ISLAMABAD: In a move aimed at shielding citizens from global economic turbulence, Prime Minister Muhammad Shehbaz Sharif announced on Friday that the government will not increase the price of petrol, maintaining it at Rs321.17 per litre despite a sharp rise in international oil markets. The decision comes just one week after a historic Rs55 per litre increase that sparked nationwide protests and economic anxiety.
“This decision honors my commitment to the common man,” Prime Minister Sharif stated, emphasizing that the government is determined to prevent the burden of global volatility from falling directly on Pakistani citizens. “We are dedicated to providing as much relief as possible during these challenging times.”
The announcement represents a significant policy shift following what many termed a “petrol bomb” on March 6, when the government implemented the largest single increase in fuel prices in recent history. That decision was driven by an unprecedented surge in global oil prices, with crude oil jumping from approximately $78 to over $106 per barrel almost overnight after escalating tensions in the Middle East.
Regional conflicts, particularly the US-Israel conflict with Iran, have placed the global economy under immense pressure, creating serious risks for Pakistan’s economic stability. The closure of the Strait of Hormuz, a critical energy corridor through which approximately 20% of the world’s oil passes, forced the government to abandon its traditional fortnightly pricing schedule in favor of weekly reviews.
“Through timely policymaking, government austerity measures, and strict financial discipline, we are striving to manage this situation to the best of our human ability,” the Prime Minister remarked, acknowledging the extraordinary challenges facing the nation’s economy.
The previous week’s price hike triggered immediate and widespread outrage across Pakistan, with citizens scrambling to fill their tanks amid chaotic scenes and miles-long queues at fuel stations. On social media, the hashtag #PetrolBomb trended as Pakistanis expressed fury over the soaring cost of living, with many criticizing what they perceived as unequal burden-sharing between the public and political elite.

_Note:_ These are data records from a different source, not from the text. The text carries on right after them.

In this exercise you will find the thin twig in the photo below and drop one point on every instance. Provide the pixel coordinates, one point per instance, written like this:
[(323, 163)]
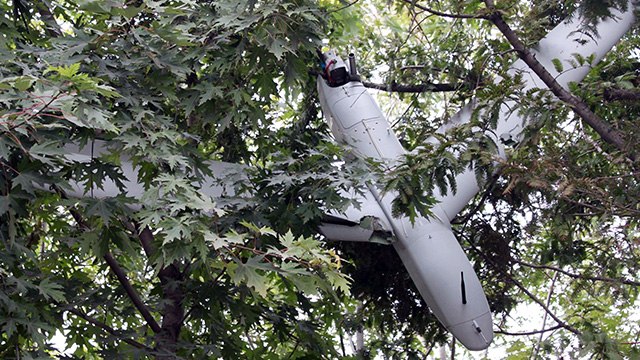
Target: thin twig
[(122, 278), (577, 276), (503, 332), (438, 13), (343, 7), (107, 328)]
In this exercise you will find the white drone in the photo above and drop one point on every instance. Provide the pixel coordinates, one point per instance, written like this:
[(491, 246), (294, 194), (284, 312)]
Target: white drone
[(428, 248)]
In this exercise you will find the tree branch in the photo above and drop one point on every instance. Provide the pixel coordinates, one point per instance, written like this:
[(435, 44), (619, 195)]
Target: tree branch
[(529, 332), (577, 276), (525, 291), (343, 7), (107, 328), (612, 94), (124, 281), (438, 13), (579, 107), (401, 88)]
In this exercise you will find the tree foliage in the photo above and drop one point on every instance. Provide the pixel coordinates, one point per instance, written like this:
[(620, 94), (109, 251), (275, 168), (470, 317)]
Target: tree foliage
[(172, 85)]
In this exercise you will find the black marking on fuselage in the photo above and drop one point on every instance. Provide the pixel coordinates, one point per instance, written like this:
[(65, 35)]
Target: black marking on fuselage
[(463, 288)]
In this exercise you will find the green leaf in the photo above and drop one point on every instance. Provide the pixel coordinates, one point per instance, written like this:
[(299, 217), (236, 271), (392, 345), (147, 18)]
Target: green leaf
[(51, 290), (557, 64)]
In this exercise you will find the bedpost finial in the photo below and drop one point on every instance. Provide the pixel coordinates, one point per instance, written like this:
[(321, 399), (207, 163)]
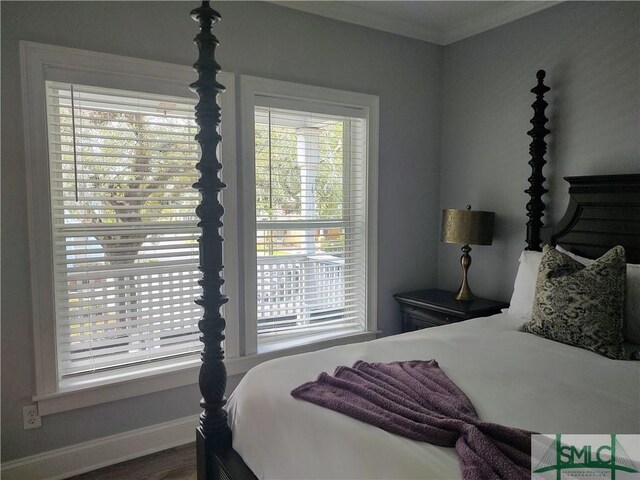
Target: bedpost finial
[(205, 14)]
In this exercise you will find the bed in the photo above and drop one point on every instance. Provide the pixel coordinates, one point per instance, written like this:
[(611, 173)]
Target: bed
[(276, 436)]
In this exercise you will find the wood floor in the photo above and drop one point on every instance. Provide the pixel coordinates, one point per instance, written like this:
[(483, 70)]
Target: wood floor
[(174, 464)]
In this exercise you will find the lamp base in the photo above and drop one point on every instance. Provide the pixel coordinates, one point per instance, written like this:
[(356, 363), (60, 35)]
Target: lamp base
[(464, 292)]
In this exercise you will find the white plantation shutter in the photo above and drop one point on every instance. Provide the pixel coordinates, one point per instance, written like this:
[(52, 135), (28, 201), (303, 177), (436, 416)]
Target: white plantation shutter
[(310, 222), (124, 228)]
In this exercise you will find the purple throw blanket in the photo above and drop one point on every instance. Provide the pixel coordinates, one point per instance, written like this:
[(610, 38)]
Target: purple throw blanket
[(417, 400)]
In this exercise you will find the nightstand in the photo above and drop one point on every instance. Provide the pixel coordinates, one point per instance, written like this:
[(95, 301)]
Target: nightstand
[(430, 308)]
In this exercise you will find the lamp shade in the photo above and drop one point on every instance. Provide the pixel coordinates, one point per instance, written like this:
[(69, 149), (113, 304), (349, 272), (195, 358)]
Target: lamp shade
[(467, 227)]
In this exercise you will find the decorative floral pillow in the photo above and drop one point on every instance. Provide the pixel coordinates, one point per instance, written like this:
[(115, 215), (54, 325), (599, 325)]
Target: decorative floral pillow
[(581, 305)]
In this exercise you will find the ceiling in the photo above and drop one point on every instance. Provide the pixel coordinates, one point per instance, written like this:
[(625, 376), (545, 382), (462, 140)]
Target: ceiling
[(440, 22)]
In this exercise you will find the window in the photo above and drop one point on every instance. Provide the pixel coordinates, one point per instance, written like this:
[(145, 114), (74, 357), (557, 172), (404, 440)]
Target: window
[(309, 246), (113, 233), (125, 252), (114, 237)]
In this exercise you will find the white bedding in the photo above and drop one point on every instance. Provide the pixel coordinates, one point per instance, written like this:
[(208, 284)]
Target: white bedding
[(512, 378)]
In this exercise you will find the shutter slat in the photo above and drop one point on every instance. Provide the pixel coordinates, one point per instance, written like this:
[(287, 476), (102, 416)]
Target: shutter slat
[(310, 233), (127, 298)]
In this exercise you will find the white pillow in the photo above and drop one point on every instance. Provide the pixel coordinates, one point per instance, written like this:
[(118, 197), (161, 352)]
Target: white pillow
[(631, 324), (524, 288)]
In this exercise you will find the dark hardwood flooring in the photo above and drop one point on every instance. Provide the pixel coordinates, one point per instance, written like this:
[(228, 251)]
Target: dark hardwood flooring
[(174, 464)]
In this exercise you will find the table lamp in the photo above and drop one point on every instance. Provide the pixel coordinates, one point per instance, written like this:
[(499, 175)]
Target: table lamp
[(467, 227)]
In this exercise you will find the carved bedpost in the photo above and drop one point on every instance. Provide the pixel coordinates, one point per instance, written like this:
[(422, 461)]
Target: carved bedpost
[(537, 149), (213, 433)]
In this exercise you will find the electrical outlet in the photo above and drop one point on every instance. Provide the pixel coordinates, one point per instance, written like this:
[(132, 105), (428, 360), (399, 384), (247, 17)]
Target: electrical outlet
[(31, 417)]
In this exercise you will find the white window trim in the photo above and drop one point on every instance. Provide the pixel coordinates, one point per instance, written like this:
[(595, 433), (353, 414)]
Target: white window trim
[(45, 62), (320, 97), (41, 62)]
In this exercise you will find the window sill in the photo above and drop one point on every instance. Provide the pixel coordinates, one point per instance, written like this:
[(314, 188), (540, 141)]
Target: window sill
[(159, 378)]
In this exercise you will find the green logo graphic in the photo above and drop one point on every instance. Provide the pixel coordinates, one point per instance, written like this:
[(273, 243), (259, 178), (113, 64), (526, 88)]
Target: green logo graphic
[(609, 457)]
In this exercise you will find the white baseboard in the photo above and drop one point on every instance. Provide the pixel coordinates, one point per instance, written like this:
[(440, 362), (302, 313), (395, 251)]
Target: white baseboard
[(84, 457)]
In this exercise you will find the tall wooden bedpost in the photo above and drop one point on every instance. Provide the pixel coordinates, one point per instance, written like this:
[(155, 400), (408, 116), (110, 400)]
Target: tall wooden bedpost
[(537, 149), (213, 434)]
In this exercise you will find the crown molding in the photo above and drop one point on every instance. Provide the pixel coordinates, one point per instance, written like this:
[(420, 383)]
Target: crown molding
[(351, 12), (510, 12)]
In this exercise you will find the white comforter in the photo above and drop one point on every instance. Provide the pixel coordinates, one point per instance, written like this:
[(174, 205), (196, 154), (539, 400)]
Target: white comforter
[(512, 378)]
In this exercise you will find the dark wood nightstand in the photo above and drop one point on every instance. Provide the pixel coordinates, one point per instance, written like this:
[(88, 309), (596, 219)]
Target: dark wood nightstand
[(430, 308)]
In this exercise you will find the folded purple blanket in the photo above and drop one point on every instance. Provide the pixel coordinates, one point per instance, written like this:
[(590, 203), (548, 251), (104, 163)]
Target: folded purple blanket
[(417, 400)]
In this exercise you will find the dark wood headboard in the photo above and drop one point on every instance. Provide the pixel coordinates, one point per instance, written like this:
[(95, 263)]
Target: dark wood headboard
[(604, 211)]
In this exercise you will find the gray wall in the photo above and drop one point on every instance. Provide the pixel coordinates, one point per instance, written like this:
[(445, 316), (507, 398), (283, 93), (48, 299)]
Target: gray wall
[(591, 52), (257, 39)]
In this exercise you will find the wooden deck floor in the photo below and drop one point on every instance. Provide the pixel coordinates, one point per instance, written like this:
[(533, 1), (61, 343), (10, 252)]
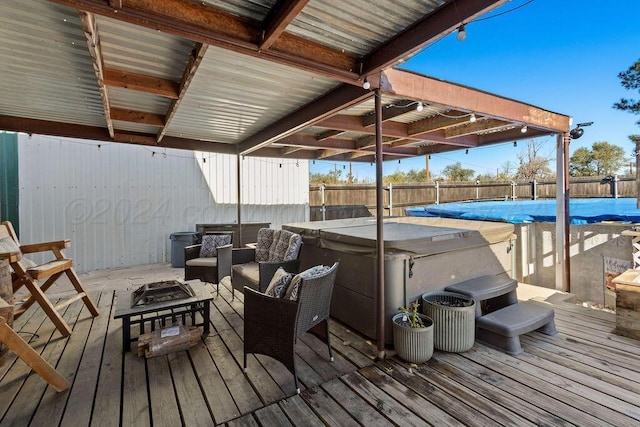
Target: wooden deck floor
[(586, 375)]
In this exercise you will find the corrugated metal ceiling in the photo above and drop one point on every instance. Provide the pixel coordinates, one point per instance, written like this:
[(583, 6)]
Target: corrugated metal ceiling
[(228, 100), (237, 94), (45, 66)]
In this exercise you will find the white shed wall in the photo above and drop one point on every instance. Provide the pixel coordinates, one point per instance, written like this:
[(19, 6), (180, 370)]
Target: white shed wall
[(119, 203)]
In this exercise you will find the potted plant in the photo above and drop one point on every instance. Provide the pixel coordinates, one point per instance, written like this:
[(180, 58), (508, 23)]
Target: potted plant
[(413, 334), (454, 320)]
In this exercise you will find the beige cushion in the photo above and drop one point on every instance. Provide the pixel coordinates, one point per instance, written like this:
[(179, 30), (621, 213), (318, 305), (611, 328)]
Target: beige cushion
[(279, 283), (292, 290), (250, 270), (202, 262)]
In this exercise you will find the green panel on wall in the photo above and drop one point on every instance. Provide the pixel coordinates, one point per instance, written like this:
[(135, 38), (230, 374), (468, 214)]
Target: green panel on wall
[(9, 185)]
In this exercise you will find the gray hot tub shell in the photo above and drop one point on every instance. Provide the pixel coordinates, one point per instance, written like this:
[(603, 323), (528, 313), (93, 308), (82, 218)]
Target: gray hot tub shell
[(421, 255)]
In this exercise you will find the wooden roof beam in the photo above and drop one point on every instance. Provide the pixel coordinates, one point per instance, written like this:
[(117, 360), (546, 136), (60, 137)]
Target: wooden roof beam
[(433, 26), (70, 130), (187, 76), (201, 22), (433, 91), (438, 122), (344, 96), (126, 115), (390, 111), (279, 17), (140, 82), (90, 30), (328, 134), (391, 129), (479, 126)]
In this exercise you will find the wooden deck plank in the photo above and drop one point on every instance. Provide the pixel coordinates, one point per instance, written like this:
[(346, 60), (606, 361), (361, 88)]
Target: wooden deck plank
[(243, 394), (110, 378), (384, 403), (485, 404), (329, 411), (593, 369), (136, 410), (245, 421), (490, 389), (585, 375), (592, 388), (449, 403), (212, 384), (605, 358), (357, 407), (193, 407), (77, 411), (32, 393), (413, 401), (272, 415), (299, 412), (568, 406), (162, 398)]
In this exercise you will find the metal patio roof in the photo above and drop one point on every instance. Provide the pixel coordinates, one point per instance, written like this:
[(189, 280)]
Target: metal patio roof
[(278, 78)]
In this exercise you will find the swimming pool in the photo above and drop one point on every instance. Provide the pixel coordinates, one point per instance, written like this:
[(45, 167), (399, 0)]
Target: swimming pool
[(582, 211)]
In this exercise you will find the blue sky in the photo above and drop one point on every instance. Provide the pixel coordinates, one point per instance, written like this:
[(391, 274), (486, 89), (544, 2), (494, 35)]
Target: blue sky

Economic experts had warned that the Rs55 increase would create catastrophic ripple effects throughout the economy, particularly impacting transportation costs and food prices. Labour federations predicted severe hardship for middle and lower-income families already struggling with inflation.
Today’s decision to maintain prices offers temporary relief but highlights the ongoing vulnerability of Pakistan’s economy to global energy markets. The government’s commitment to absorbing international price increases comes at a significant fiscal cost, raising questions about long-term sustainability as regional tensions continue to threaten energy security worldwide.